Beacon Journal business writer

A congressional committee next week will try to light a candle on what darkened millions of homes and businesses Aug. 14.

Gov. Bob Taft, FirstEnergy Corp. Chairman and CEO H. Peter Burg and other Ohio officials, regulators and utility executives are scheduled to testify before Congress about the cause of the Great Blackout of 2003.

The hearings before the full House Energy and Commerce Committee are scheduled for Wednesday and Thursday in the Rayburn House Office Building in Washington, D.C. The witnesses have been asked by U.S. Rep. Billy Tauzin, R-La., the committee chairman, to respond to questions on what caused the blackout, what has been done to make the electric grid safe and reliable, what prevented the blackout from spreading further, and how the grid can be improved.

While investigators have cautioned that it will be weeks before they have preliminary findings on what caused the historic blackout, they continue to focus on problems in FirstEnergy's system in northern Ohio as the triggering point.

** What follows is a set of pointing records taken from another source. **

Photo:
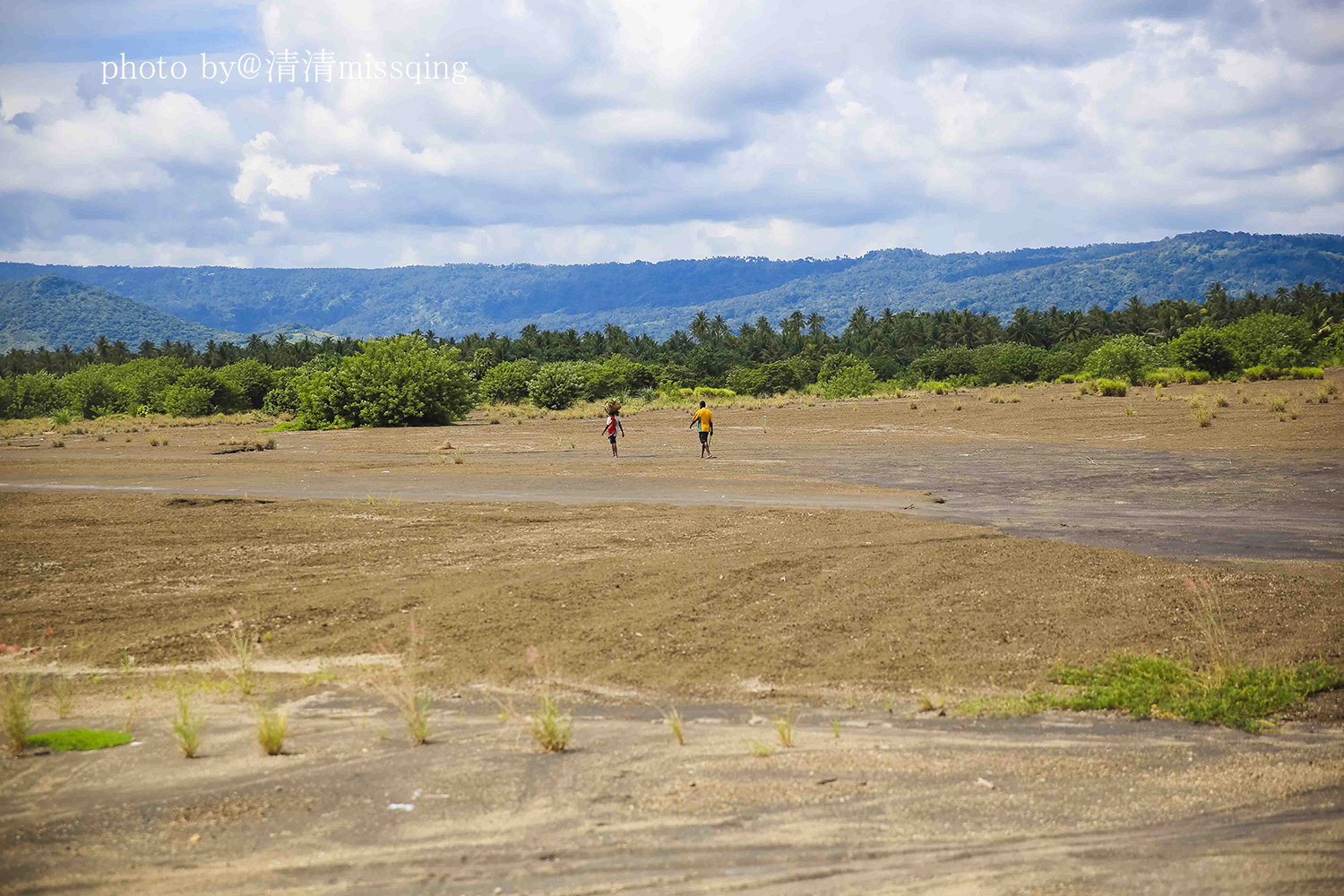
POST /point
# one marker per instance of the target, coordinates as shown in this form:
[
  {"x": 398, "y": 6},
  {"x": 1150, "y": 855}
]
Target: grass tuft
[
  {"x": 551, "y": 728},
  {"x": 271, "y": 726},
  {"x": 1236, "y": 696},
  {"x": 64, "y": 689},
  {"x": 185, "y": 727},
  {"x": 403, "y": 691},
  {"x": 80, "y": 739},
  {"x": 16, "y": 712},
  {"x": 785, "y": 728}
]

Transmission lines owned by the Akron-based utility failed in the hours preceding the blackout that left tens of millions without power in the Midwest and Northeast and parts of Canada.

A joint U.S.-Canadian task force is collecting information on the events leading up to the blackout. The investigation is pulling together data from utilities and others.

Burg is scheduled to testify Thursday as part of a panel that will include American Electric Power Chairman, President and CEO E. Linn Draper and others.

``Obviously this is an ongoing process and we don't have all the answers,'' FirstEnergy spokesman Ralph DiNicola said. FirstEnergy has said that while its system was having problems before the blackout, there is evidence that other parts of the electric grid were having difficulties before FirstEnergy's system.

Besides Taft, other Ohioans set to speak Wednesday include Alan Schriber, chairman of the Public Utilities Commission of Ohio, and Brantley Eldridge, executive manager of the Canton-based East Central Area Reliability Council.

Taft's office said the governor will urge federal lawmakers to pass an energy bill that, among other things, includes mandatory reliability standards for the transmission system. Taft will say the bill should include mandatory reliability standards, incentives to invest in the country's electricity grid, and reform of regional transmission organizations that oversee electricity transmission.

Also scheduled to testify are New York Gov. George Pataki, Michigan Gov. Jennifer Granholm, Federal Energy Regulatory Commission Chairman Patrick Wood, North American Electric Reliability Council President Michehl Gent and others.

Three Ohio congressmen are on the energy and commerce committee: Republican Paul Gillmor and Democrats Sherrod Brown and Ted Strickland.